透矢は、恐る恐るヒートにその質問を投げかけた。
「……その人、もう死んでるのか……?」
出来れば返ってきてほしくない。透矢のそんな心境とは裏腹に、ヒートの口か紡ぎ出されたのは、ほとんど予想通りの答えだった。
「ああ、死んだって聞いたぜ。十年位前だったかな。なんでも、精霊術師に殺されちまったって聞いた」
死んでいた。そしてその日付は十年前。
染髪を含め、赤い髪の人間が世界に何人いるのかは別として、透矢は確信した。精霊術師カズナリは、透矢の父、最神和也で確かに間違いなかった。
――しかし、透矢には一つ引っかかることが。
「……でも待ってくれ。殺されたのか……? 交通事故じゃなくて……?」
もう、聞かずにはいられなかった。
ヒートは小首を傾げながらも質問には律儀に答えてくれる。しかし、透矢が聞き入れるには重圧が強すぎる。
「ああ? カズナリが精霊術師に殺されたってのは有名な話だぜ……? 交通事故なんて聞いたこともねえな?」
ヒートは、透矢の異変に気付き始めていた。
ヒートが手を添える透矢の左手は、慄くようにわなわなと震え、そしてその感触も、やけに冷たさが増しているようだ。
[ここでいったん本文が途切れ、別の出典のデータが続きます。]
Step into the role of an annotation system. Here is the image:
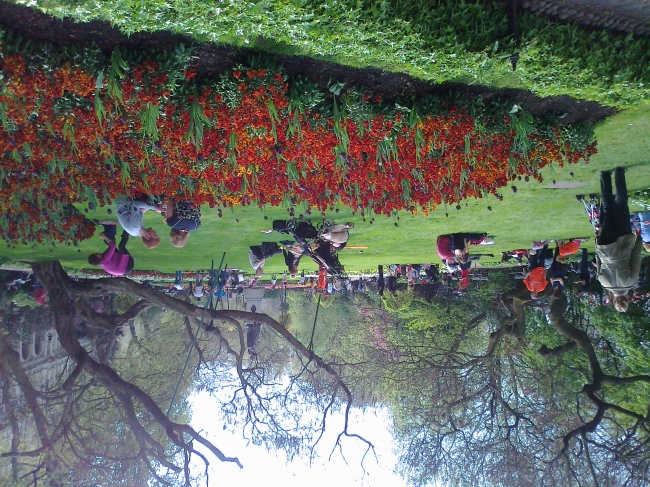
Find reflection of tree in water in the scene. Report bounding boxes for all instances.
[5,264,650,485]
[383,276,650,485]
[0,262,371,485]
[290,273,650,486]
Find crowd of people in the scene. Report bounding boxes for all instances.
[7,168,650,312]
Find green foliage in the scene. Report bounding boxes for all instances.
[17,0,650,107]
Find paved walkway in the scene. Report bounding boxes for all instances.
[520,0,650,36]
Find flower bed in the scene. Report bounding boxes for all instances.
[0,35,595,243]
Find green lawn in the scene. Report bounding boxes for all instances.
[14,0,650,107]
[5,108,650,272]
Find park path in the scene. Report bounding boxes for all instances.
[519,0,650,36]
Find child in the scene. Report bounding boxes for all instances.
[163,200,201,249]
[115,198,162,249]
[88,231,134,276]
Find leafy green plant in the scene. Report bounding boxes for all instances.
[12,0,650,107]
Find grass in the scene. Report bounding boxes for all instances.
[5,107,650,272]
[14,0,650,107]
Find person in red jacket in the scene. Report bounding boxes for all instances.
[88,227,134,276]
[524,266,548,299]
[555,237,589,262]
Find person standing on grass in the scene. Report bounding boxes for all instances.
[320,223,354,249]
[194,272,203,301]
[248,242,282,277]
[174,271,185,291]
[436,233,494,264]
[88,230,134,276]
[576,249,593,297]
[630,211,650,252]
[377,265,386,299]
[596,167,642,313]
[555,237,589,262]
[115,196,162,249]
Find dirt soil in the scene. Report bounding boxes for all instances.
[0,1,615,123]
[520,0,650,36]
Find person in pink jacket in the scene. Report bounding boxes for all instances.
[88,227,133,276]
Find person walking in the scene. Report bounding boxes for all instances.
[88,231,134,276]
[596,167,642,313]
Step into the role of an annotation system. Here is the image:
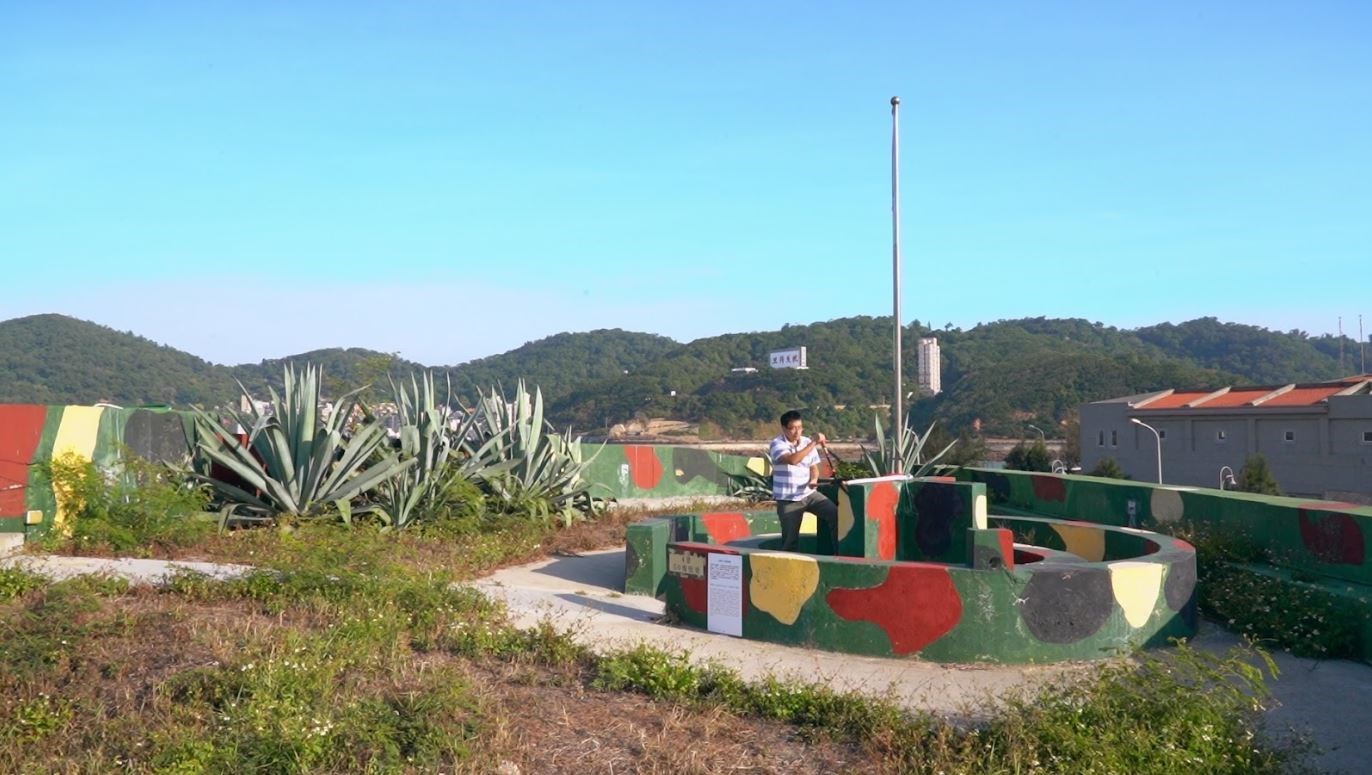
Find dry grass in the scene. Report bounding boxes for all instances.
[466,664,877,774]
[0,576,875,774]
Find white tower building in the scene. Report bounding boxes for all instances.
[919,336,943,395]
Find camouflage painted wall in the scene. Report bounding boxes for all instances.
[958,469,1372,663]
[626,481,1195,663]
[0,403,191,534]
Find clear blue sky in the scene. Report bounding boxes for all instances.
[0,0,1372,365]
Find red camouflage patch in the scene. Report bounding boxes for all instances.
[826,564,962,654]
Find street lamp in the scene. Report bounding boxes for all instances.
[1129,417,1162,484]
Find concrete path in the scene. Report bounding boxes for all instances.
[0,554,255,584]
[475,549,1083,717]
[475,549,1372,772]
[8,549,1372,772]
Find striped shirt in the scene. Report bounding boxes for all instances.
[768,433,819,501]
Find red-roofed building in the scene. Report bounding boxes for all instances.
[1081,374,1372,503]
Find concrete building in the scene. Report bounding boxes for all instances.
[919,336,943,395]
[1081,374,1372,503]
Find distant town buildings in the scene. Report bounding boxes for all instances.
[1081,374,1372,503]
[919,336,943,395]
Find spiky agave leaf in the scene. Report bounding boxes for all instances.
[863,416,958,477]
[195,365,413,514]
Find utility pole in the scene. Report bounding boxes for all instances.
[890,96,906,473]
[1339,315,1344,377]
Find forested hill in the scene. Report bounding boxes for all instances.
[0,315,1358,433]
[0,314,236,405]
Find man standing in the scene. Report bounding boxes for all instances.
[770,409,838,551]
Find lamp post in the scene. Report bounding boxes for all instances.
[1129,417,1162,484]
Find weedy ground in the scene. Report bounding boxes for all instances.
[0,512,1303,774]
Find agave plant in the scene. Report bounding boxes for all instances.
[862,416,958,476]
[195,365,417,518]
[458,380,594,524]
[369,373,469,528]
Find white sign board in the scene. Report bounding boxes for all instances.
[705,553,744,638]
[767,347,809,369]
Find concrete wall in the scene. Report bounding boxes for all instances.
[958,469,1372,663]
[1081,395,1372,503]
[626,481,1195,663]
[0,403,192,534]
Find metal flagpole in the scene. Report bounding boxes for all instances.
[1339,315,1347,377]
[890,97,906,473]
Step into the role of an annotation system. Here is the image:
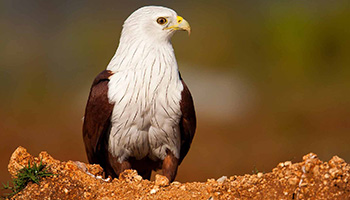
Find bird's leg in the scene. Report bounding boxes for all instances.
[162,150,179,182]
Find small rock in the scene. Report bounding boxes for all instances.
[149,186,159,194]
[171,181,181,186]
[180,185,186,191]
[288,177,299,185]
[155,174,170,187]
[217,176,227,184]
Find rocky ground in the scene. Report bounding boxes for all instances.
[2,147,350,200]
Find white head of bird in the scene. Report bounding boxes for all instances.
[107,6,191,71]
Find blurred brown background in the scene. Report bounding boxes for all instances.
[0,0,350,190]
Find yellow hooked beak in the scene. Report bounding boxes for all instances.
[165,16,191,35]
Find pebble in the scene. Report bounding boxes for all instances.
[217,176,227,184]
[155,174,170,187]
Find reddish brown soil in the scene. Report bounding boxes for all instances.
[4,147,350,199]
戦慄した透矢の表情。蒼白した顔面。それはヒートの心配を強く揺さぶった。
「……トウヤ、どうしちまったんだ……?」
透矢がまだ小さく、ようやく物分かりが付き始めた頃、知恵によくこう諭された。
『お父さんは、交通事故で亡くなったの。だから、車には絶対に気を付けること。お父さんみたいになっちゃダメよ』
父親は交通事故で無くなった。母から告げられたその事実だけを頼りに、こうして生きてきたのだ。しかしヒートの何気ない発言が、そんな透矢の真っ直ぐな思いをぐちゃぐちゃにかき乱す。あの時の知恵の言葉は事実ではなかったのだろうか。
空しい沈黙が、透矢とヒートの間を支配する。
すると透矢は、ヒートに添えられていた冷たい左腕を静かに離した。
「……トウ……ヤ……?」
状況の掴めないヒートが、不安な面持ちで透矢を見上げる。
「……ごめん……ヒート。やっぱり、今は契約できない。ちょっと混乱しちゃって……」
透矢が微笑んで答える。しかし、その眼には光が宿っていない。無理に作られた偽りの微笑みであることが、目に見えてわかる。
「トウヤ、ほんとにどうしちまったんだ……? オレなんか言っちまったか……?」
「いや、お前は何も悪くないよ……。でも、とにかく今は契約できない。出て行ってくれ」
「……でも」
「出て行ってくれ!」
突き放すように、強く言い放った。
心の中で「ごめん」と呟く。ヒートには何も罪はない。しかし彼の何気ない一言が、透矢を混乱させて、決意を曲げさせてしまったこともまた事実なのである。
ヒートは何も言わず、部屋の窓をガラリと開けて出ていった。名残惜しさを背中に残しながら。
部屋の中に、夜の冷たい風が吹き込んでくる。透矢は膝をついたまま、明るくて冷たい部屋の中に一人残された。
――この日、契約は決裂に終わった。